The story of the Go-Betweens is well enough known to remain unstated, but in a nutshell: an unbroken sequence of critically acclaimed records that sold half a dozen copies each; lack of record company support (I think I am right in saying that, at least in Australia, they never appeared on the same label twice); and a high degree of apparent, but unspoken, interpersonal turmoil. As I wrote previously, the Go-Betweens were never just a band. Then they went their separate ways. I had always been more attracted to Robert’s songs (although, as I have written here previously, it was always Grant's songs that could reduce me to tears, which, I guess, is not a situation that is going to change any time soon), so I picked up each one of his solo records while leaving Grant’s post-Go-Betweens career for others to follow. Then the long wait, seemingly futile but we couldn’t quite let it go, for Robert and Grant to rekindle the flame.
Which they did. Reforming at around the time of a procession of cash-driven “reunion” tours by people who should have known better was perhaps a typical case of Go-Betweens bad-timing-by-association, and there were many, even some of the old faithful, who couldn’t quite get back in the groove. But the rewards were certainly there. “The Friends of Rachel Worth”, the comeback album, was a little bit stitched together, although Grant's “The Clock” suggested that they had really returned, and for all the right reasons. By the time of “Bright Yellow Bright Orange” there was a sense of them becoming, slowly, a seamless unit again.
This was the point, also, at which they played Tilley’s Devine Cafe in Canberra. We thought that we had arrived too late to get a seat, but I happened to spot a former work colleague occupying a table of his own directly below the right-hand side of the stage, at which there were two empty chairs. Adam didn’t seem to mind us crashing his party. As the support band, Architecture in Helsinki, went through their instrument-swapping routine, Grant and Robert were sitting right behind us, in the shadows, watching the band and getting a feel for the crowd. (It was a big crowd; Canberra may not have that many Go-Betweens fans but we were all there, and some of us must have brought along our friends.) When the Go-Betweens hit the stage, Grant was directly in front of, and above, us. I spent a lot of the show watching him, admiring his quiet intensity and the way that he seemed happy for Robert to hog the limelight. It was a great show. The list of songs they didn’t play would have made up a pretty solid greatest-hits package. They were kind and generous performers, and, one thought, grateful, too, for this second chance.
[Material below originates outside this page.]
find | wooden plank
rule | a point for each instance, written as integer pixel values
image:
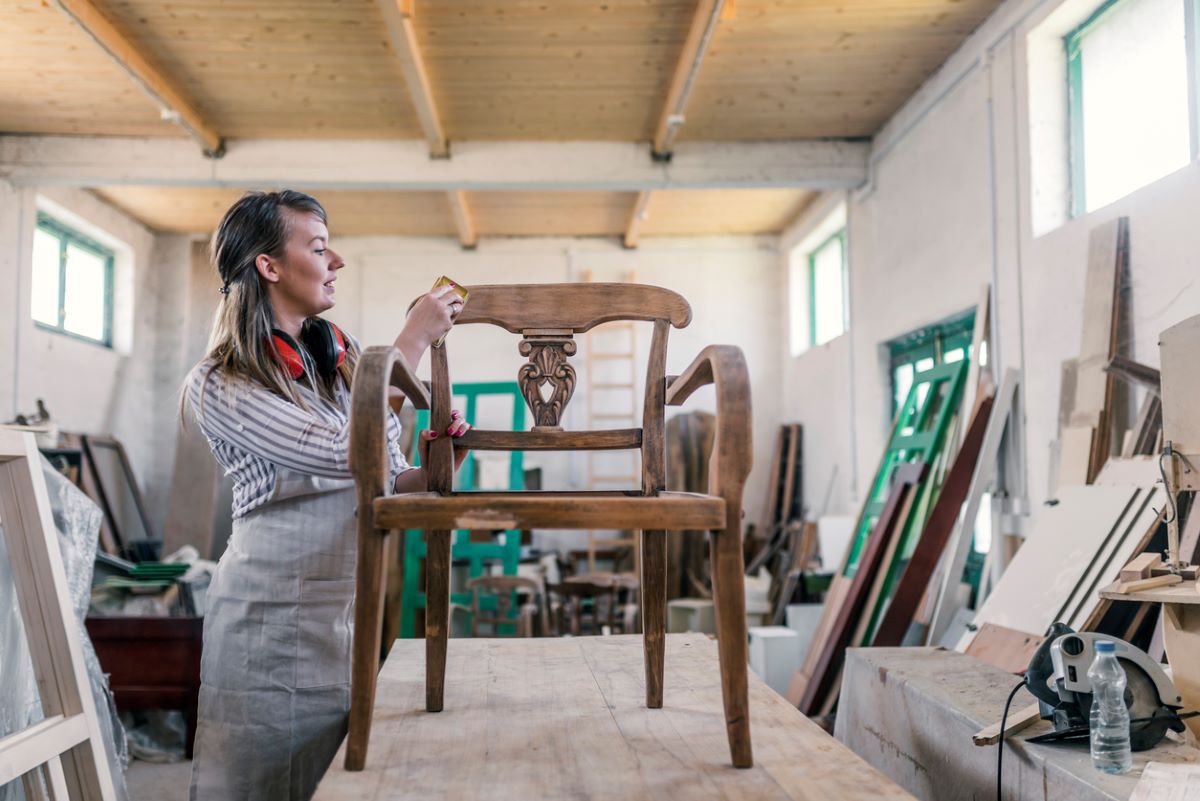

“Oceans Apart” dropped a year or so later. It demonstrated, amply, what the previous two albums had hinted at: that the Go-Betweens mark II were every bit as good as the Go-Betweens mark I. Grant had written something of a sequel to “Cattle and Cane” in "Boundary Rider", and Robert gave us what may be his song for the ages, “Darlinghurst Nights”. It all seemed too good to be true.
They toured Canberra again. Money being, as it always seems to be around here, tight, I decided to pass it up this time, secure in the knowledge that I had seen a great show by them in recent memory, and that they would be back again some day. I was wrong on the second count.
It is impossible, at this point in time, not to think about Robert Forster. Maybe it is possible to imagine a future in which he pursues a sporadic solo career as something of an antipodean Paul McCartney, not too worried about what other people think of what he is doing but also not resting on his past fame as a Go-Between. But it is much too early for any of that. Me, I can’t quite bring myself to put on a Go-Betweens record just yet.